Delphine Coindet — Le Crédac, Ivry
Les œuvres, pour la plupart sculpturales, de Delphine Coindet interrogent depuis vingt ans les codes de la représentation, confrontant l’art au design et questionnant sa représentation. Dix ans après La Belle Hypothèse, l’artiste revient au Crédac avec Modes & usages de l’art.
Une utopie qui se retrouve également dans le geste d’une création en série d’objets uniques. Plus encore donc qu’une exploration des matériaux et des formes, l’art de Delphine Coindet impose le recul face à son mode de production, comme elle le rappelle elle-même : « Je crois aussi que l’adéquation entre le processus de fabrication et sa forme aboutie est pour beaucoup dans la pertinence et la singularité d’un objet. » Charriant avec elles leur simplicité formelle, les œuvres de Modes et usages de l’art opèrent un dialogue entre objet d’art et objet utilitaire. Ainsi, face au verre, l’artiste dresse des « portraits » d’héroïnes réalisés à partir de collages autour d’éventails. Leurs titres évocateurs (Cassandre, Diane, Psyché) soulignent la tension d’un projet visant à « figurer » un mythe à travers un objet décliné. La seconde salle a, quant à elle, des allures de lobby où des sculpture de bois comme autant de porte-manteaux en lévitation côtoient des chapeaux melon suspendus dans les airs. Difficile de ne pas voir ici une allusion directe au surréalisme de Magritte et à sa réflexion avant-gardiste au sujet d’un monde dominé par ses objets. Dépouillés de leur fonctionnalité, les chapeaux en verre ne sont plus portés mais « supportés » par des fils et révèlent la pureté de leur forme, par opposition au à l’irrégularité du monde extérieur. Symboles de la rationalisation humaine, ils partagent également par métaphore filée l’exposition entre ce « dehors » peuplé d’éventails et d’architectures et l’espace domestique que construira la troisième salle. À leur côté, une silhouette effondrée ne se regardera jamais plus dans le miroir « œil de sorcière » accroché au mur. De ce paysage surréel émerge une étrange atmosphère d’abandon, écho à la contradiction essentielle du titre de la salle, « Narcisse et les autres », ou la nécessaire perte d’équilibre de l’être humain dans ce passage de l’intime au collectif, et inversement.

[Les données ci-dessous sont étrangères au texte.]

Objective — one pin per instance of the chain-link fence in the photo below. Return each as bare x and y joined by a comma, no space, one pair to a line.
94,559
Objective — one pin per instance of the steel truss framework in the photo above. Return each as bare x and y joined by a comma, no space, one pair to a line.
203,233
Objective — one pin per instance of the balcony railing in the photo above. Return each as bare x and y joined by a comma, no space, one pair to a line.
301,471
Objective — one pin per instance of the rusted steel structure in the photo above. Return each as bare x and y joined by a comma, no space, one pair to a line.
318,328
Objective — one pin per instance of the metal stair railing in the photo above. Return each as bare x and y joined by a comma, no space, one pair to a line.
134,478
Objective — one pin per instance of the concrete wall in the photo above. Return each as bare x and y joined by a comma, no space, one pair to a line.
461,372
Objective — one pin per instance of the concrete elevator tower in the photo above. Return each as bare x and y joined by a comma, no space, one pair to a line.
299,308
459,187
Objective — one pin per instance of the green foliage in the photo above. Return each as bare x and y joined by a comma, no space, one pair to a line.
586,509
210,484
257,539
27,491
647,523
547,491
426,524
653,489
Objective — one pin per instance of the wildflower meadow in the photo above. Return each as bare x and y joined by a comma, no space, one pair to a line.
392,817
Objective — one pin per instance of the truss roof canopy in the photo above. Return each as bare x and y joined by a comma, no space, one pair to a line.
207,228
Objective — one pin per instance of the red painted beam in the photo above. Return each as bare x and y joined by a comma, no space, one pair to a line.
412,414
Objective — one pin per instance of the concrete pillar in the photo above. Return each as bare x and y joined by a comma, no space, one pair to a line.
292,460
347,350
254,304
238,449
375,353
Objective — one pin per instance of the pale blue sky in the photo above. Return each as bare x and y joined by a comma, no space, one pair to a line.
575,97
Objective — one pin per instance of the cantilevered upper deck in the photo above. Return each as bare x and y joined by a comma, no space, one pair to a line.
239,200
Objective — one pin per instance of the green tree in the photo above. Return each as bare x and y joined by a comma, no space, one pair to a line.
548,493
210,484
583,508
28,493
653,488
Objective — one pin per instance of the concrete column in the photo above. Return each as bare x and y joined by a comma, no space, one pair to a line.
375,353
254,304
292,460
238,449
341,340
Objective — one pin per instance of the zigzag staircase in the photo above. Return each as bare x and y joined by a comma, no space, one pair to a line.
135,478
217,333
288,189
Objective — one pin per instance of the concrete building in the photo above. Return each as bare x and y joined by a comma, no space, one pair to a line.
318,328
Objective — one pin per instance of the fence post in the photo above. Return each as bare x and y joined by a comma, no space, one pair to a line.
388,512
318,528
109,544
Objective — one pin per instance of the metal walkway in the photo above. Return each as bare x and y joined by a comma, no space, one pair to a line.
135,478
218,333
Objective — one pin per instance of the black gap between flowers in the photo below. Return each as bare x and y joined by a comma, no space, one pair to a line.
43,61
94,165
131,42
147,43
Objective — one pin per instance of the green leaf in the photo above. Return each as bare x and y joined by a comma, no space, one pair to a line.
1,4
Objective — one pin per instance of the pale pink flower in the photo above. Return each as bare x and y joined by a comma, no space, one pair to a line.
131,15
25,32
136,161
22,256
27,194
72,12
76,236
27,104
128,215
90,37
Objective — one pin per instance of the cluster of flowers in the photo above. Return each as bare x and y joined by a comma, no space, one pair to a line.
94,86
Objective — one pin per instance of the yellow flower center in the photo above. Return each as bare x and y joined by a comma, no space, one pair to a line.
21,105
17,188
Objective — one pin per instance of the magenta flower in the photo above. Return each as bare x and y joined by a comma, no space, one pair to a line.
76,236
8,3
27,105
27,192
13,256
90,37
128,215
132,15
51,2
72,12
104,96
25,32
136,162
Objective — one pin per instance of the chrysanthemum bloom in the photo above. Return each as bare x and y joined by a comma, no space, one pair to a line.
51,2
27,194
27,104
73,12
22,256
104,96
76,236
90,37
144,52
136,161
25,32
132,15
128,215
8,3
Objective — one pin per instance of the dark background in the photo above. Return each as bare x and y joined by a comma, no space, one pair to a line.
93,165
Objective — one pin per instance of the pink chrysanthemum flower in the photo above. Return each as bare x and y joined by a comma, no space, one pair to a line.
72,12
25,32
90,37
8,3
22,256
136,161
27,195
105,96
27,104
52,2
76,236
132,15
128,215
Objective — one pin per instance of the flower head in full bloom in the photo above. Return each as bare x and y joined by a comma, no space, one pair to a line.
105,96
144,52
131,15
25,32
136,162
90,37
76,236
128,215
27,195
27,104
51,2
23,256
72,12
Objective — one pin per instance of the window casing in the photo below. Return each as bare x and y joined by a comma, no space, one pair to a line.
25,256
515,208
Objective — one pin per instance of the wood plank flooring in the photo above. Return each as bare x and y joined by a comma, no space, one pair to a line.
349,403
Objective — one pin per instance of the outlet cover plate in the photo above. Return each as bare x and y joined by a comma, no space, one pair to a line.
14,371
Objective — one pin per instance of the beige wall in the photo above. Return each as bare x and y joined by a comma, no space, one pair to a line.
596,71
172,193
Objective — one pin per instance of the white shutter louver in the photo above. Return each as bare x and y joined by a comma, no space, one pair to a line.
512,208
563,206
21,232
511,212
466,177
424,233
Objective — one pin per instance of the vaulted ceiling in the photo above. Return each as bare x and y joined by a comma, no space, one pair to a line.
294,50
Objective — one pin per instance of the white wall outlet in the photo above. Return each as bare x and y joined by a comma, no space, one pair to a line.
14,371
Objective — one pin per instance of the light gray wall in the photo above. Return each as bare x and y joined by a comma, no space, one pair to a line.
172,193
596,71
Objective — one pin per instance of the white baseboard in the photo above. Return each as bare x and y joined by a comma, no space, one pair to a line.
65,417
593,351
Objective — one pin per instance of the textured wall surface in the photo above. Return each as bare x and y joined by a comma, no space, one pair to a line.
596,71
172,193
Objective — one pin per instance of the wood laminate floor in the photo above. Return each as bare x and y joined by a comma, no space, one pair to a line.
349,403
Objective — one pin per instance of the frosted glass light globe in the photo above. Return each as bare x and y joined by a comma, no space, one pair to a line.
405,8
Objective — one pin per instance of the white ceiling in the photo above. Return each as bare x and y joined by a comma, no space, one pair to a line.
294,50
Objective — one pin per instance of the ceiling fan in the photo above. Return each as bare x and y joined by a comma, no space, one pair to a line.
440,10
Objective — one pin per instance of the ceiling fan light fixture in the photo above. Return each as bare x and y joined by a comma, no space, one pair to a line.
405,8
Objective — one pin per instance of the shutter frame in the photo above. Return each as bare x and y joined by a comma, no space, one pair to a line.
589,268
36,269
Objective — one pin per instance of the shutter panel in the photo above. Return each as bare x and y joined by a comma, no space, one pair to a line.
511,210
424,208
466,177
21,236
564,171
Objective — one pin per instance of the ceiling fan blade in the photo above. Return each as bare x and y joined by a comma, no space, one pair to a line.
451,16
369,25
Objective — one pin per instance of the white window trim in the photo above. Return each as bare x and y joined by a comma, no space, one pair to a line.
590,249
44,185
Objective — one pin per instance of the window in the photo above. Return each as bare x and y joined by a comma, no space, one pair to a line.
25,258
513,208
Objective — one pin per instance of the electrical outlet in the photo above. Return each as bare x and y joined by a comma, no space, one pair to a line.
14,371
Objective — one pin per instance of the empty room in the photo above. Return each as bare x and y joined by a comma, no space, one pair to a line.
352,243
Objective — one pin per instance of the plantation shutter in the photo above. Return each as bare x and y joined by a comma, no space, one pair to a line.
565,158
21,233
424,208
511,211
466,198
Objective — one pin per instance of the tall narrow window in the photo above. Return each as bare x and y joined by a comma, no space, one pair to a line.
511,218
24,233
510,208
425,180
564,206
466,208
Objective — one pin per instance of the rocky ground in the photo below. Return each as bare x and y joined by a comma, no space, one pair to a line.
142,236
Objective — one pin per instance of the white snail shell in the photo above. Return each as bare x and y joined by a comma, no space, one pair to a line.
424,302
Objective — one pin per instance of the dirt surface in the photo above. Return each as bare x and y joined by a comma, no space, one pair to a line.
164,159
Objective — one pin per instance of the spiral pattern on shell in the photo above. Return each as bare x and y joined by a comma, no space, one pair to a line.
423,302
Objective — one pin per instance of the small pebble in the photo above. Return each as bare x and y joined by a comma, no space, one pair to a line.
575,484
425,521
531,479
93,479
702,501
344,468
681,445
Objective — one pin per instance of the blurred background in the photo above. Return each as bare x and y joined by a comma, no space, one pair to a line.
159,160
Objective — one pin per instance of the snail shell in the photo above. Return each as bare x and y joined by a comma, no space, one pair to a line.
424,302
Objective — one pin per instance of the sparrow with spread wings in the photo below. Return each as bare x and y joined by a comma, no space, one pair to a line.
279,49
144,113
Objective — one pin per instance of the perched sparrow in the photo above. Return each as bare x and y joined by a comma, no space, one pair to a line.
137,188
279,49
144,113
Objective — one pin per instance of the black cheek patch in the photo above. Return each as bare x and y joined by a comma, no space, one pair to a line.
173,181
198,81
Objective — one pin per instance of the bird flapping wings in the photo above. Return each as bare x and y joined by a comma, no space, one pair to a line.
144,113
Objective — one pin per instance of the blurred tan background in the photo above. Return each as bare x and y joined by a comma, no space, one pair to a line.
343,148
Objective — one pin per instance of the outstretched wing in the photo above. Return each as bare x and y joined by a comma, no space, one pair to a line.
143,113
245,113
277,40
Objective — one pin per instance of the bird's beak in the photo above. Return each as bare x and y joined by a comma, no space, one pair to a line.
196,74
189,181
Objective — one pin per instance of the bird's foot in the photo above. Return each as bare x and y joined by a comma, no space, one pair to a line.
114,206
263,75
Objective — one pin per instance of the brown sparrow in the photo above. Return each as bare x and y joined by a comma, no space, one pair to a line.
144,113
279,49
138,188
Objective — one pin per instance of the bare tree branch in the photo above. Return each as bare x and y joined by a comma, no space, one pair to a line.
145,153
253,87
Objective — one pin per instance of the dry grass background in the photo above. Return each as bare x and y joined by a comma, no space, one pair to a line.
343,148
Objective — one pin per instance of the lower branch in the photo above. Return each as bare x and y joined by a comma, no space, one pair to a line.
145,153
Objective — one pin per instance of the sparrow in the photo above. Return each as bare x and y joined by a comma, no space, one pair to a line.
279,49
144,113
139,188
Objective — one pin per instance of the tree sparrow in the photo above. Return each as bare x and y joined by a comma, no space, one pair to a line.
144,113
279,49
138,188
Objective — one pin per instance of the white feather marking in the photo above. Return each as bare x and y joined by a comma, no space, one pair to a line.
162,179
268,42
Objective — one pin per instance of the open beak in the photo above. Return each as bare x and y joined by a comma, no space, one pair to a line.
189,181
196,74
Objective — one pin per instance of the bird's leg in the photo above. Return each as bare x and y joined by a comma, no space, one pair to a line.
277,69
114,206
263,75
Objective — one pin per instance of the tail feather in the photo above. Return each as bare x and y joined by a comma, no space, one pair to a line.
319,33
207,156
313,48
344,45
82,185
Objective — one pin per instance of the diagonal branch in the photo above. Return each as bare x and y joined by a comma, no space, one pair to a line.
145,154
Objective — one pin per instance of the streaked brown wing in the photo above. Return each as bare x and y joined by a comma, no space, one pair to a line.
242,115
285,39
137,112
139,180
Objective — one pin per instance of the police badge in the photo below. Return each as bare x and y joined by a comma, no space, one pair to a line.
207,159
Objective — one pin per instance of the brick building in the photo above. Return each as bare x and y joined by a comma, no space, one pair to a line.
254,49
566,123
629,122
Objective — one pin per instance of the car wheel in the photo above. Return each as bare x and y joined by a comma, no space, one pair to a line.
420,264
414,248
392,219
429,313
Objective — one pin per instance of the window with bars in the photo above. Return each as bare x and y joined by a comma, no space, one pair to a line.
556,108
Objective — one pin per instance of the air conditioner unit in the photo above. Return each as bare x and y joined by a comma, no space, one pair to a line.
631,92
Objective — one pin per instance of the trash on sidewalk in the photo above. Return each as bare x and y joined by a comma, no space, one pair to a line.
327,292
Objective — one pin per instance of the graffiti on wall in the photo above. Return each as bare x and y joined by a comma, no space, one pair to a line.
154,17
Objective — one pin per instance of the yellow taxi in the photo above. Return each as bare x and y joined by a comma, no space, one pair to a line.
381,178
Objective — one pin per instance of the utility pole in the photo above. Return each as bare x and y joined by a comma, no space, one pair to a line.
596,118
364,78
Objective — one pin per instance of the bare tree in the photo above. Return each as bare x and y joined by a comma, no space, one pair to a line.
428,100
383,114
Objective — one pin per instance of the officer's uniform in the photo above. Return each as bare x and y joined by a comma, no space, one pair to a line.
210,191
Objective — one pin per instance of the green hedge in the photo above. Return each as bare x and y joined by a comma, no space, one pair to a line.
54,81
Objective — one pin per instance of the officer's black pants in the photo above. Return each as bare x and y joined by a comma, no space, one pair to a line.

Ce sont ainsi des cordes peintes qui accueillent le visiteur dans une dernière salle où les murs, ornés de planches du « calendrier anarchiste » de l’artiste offrent un écho jubilatoire aux posters de motivation qui peuplent nos intérieurs professionnels et intimes. Ici, dans cette rencontre entre « physique et spiritualité », tout porte à la réflexion. Les cordes colorées renvoient aux jeux sportifs autant qu’aux couleurs primaires de De Stijl ou du Bauhaus, mais créent également un motif de spatialisation souple, une succession de lignes mentales, à l’opposée des frontières matérielles des objets. Enfin une sculpture supportant une boule d’exercice de Pilates fait se rejoindre avec humour le triomphe du corps « en forme » avec la sacralité de la forme sphérique qui aurait tout d’un monument minimal pour architecture utopique.
En alternant ainsi une mise en scène colorée et des environnements âpres, Delphine Coindet installe au Crédac un univers ambigu où les manques et autres « défauts » parlent, où l’histoire se raconte aussi bien à travers le visible que dans ce qui lui permet d’exister et, in fine, d’être utilisée.